Inference using a GPT Embedding Model
Once trained, the GPT Embedding Model can be used to generate embeddings for queries and corpus documents. We can launch inference using the following command:
python3 /NeMo/examples/nlp/information_retrieval/megatron_gpt_embedding_generate.py \
model.global_batch_size=4 \
model.micro_batch_size=4 \
trainer.devices=1 \
trainer.num_nodes=1 \
model.restore_from_path="PATH_TO_BASE_NEMO_MODEL" \ # Same base model used at training time.
model.peft.restore_from_path="PATH_TO_SAVE_LORA_WEIGHTS/megatron_gpt_peft_lora_tuning/checkpoints//megatron_gpt_peft_lora_tuning.nemo" \
model.data.test_ds.query_file_names=["test_query.jsonl"] \
model.data.test_ds.doc_file_names=\["test_docs.jsonl"] \
model.data.test_ds.write_embeddings_to_file=True \
model.data.test_ds.output_file_path_prefix="PATH_TO_SAVE_EMEBDDINGS"
The contents of test_queries.jsonl
is expected to be in the following format:
{"query": "What do ... quantities?","query_id": "q11600", "doc_id": "d1172"}
{"query": "What are ... subsectors?", "query_id": "q5831", "doc_id": "d577"}
{"query": "Which article ... Government?", "query_id": "q3037", "doc_id": "d336"}
Here, the doc_id
field is expected to be the id of the document/passage which is the correct passage for the query. Note that since we are in inference mode, we don’t require query-doc pairs.

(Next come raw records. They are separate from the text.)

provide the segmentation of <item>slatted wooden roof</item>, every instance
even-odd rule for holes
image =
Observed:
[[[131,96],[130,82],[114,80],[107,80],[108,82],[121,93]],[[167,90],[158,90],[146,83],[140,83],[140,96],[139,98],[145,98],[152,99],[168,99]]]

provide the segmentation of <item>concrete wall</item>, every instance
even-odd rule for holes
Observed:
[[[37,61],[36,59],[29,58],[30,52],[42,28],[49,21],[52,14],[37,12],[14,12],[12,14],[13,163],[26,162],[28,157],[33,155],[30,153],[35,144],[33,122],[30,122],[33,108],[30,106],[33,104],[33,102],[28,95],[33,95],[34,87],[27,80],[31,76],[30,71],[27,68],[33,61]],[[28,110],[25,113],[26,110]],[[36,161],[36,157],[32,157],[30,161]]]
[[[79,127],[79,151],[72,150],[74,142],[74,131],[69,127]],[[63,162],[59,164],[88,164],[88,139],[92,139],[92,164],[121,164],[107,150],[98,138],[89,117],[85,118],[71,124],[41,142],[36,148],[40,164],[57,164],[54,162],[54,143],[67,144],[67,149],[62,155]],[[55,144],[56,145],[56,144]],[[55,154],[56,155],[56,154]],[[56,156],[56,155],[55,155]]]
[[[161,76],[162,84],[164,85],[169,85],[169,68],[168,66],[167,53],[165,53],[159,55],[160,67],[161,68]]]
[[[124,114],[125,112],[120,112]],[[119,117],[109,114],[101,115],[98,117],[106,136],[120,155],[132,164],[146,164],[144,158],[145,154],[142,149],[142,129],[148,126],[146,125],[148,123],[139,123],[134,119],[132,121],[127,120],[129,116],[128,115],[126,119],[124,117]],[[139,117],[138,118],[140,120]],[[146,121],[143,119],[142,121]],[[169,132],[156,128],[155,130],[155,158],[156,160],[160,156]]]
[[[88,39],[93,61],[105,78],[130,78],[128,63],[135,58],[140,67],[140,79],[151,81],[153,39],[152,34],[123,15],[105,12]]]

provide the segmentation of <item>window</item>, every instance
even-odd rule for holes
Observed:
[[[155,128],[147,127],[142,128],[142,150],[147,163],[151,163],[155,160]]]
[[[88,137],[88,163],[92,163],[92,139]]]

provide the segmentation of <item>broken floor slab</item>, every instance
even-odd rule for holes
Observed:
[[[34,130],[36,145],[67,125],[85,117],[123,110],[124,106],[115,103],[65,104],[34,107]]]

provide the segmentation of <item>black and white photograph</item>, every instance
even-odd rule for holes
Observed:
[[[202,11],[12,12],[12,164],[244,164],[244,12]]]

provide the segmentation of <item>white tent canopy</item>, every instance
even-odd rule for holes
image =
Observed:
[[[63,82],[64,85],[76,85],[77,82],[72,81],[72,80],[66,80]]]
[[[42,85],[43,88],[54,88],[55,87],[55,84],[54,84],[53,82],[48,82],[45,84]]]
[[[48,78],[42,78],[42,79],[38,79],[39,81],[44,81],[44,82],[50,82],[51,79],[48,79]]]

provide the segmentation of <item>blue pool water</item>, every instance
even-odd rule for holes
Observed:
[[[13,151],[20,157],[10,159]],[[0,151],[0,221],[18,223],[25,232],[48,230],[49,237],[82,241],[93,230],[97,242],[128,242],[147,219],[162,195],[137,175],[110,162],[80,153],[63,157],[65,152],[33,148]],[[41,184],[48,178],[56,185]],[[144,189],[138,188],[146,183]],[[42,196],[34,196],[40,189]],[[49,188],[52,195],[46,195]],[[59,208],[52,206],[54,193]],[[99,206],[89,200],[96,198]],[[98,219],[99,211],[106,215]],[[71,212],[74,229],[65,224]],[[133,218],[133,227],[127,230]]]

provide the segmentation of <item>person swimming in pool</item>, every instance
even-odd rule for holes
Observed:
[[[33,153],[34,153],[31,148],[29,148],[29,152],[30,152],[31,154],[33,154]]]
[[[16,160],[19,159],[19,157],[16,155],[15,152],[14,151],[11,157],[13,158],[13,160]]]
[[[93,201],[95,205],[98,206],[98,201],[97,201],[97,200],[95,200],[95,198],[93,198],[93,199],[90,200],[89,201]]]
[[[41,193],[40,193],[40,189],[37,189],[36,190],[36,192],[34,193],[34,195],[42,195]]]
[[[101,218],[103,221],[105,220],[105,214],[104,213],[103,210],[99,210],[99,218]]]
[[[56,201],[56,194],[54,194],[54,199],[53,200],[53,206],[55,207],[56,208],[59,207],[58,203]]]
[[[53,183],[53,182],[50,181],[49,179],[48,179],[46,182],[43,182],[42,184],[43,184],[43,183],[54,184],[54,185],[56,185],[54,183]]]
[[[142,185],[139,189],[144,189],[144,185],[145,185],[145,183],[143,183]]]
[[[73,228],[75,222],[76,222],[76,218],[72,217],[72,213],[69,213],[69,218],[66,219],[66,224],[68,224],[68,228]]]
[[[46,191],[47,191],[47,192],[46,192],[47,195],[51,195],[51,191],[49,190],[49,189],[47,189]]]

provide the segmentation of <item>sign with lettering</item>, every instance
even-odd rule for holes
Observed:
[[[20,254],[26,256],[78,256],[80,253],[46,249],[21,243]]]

The contents of test_docs.jsonl
is expected to be in the following format:
{"pos_doc": "Hormones ... vitamin D.", "doc_id": "d823"}
{"pos_doc": "Historically, Victoria ... October 2016.", "doc_id": "d159"}
{"pos_doc": "Exceptional examples ... Warsaw.", "doc_id": "d1084"}
Once again, we show 3 examples form each file. Typically the test_docs.jsonl
will contain more items than queries in the test_queries.jsonl
.
The inference command will result in two folders
PATH_TO_SAVE_EMBEDDINGS/consumed_samplesX/test_queries
PATH_TO_SAVE_EMBEDDINGS/consumed_samplesX/test_docs
The X
in the folder consumed_samplesX
is a number denoted number of batches consumed, this is not crucial at test time, but it is useful in training which we will see in the next section. First, let’s take a look at the test_queries
.
$> ls PATH_TO_SAVE_EMBEDDINGS/consumed_samplesX/test_queries
query.ids query.npy
$>head -n3 PATH_TO_SAVE_EMBEDDINGS/consumed_samplesX/test_queries/query.ids
q11600
q5831
q3037
query.npy
is a numpy pickled array containing rows of query embeddings and the query.ids
text file list the id of each embedding in the same order.
Similarly let’s look into the test_docs
folder
$> ls PATH_TO_SAVE_EMBEDDINGS/consumed_samplesX/test_doc/
doc.ids doc.npy
$> head -n3 PATH_TO_SAVE_EMBEDDINGS/consumed_samplesX/test_doc/doc.ids
d823
d159
d1084
We can see that test_doc
has a similar structure to test_queries
but with ids and embeddings of the documents from the test_docs.josnl
file. With this setup it is possible to evaluate the performance using metrics like MRR or NDCG.